Zakres obowiązków służbowych
Stres stanowi biologiczną odpowiedź organizmu na stawiane mu wymagania: psychiczne, fizyczne czy fizjologiczne. Krótkotrwały jest mobilizujący, pobudza, wyostrza zmysły, a także poprawia koncentrację i zwiększa wydajność. Niemniej skutki długotrwałego stresu mogą doprowadzić do zaburzeń w prawidłowym funkcjonowaniu organizmu. Prawie 60 proc. pracowników wykonywało lub wykonuje dobrowolnie i bezpłatnie zadania, które nie należą do ich służbowych obowiązków i wychodzą daleko poza zakres umowy. Irytuje to 4. proc. osób.
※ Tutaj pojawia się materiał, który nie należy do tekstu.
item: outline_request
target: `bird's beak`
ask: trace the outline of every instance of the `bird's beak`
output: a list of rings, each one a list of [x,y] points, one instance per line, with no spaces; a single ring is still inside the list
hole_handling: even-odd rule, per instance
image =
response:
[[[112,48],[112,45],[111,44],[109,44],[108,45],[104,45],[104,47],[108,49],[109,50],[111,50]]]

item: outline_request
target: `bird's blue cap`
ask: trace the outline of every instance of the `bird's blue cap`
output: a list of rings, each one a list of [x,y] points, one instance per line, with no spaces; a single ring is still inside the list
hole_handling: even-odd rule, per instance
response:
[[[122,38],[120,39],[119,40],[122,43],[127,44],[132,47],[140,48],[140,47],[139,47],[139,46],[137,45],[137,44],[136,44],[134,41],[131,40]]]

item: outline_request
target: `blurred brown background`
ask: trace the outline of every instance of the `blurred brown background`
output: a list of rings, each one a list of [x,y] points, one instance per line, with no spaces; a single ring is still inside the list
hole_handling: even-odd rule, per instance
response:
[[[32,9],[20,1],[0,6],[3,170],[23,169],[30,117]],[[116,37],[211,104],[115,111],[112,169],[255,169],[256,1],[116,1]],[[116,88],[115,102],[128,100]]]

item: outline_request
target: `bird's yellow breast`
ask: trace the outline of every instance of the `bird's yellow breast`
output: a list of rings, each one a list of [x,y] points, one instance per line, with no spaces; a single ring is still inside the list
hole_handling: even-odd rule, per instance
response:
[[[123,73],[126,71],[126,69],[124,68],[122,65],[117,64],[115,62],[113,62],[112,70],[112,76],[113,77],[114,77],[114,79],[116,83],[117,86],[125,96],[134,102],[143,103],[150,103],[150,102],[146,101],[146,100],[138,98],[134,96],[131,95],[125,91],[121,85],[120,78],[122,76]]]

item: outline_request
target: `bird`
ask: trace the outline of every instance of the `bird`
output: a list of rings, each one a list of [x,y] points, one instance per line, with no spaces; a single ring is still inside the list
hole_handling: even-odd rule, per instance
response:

Nic, moja praca jest super
Ludzie zawsze ciągną tam, gdzie szansa na pracę i dobre zarobki jest największa. Czy można z tego wyciągnąć wniosek, że im kto więcej będzie zarabiał, tym bardziej będzie zadowolony? Wiele badań mówi, że tak właśnie jest. Ale niestety, dobra pensja do szczęścia nie wystarczy. Trudno się nią cieszyć, jeśli w każdej chwili można ją stracić. Na zadowolenie z życia ma więc też wpływ brak zagrożenia bezrobociem. Z fajnej pracy cieszy się zaledwie (a może aż) 4 proc. osób.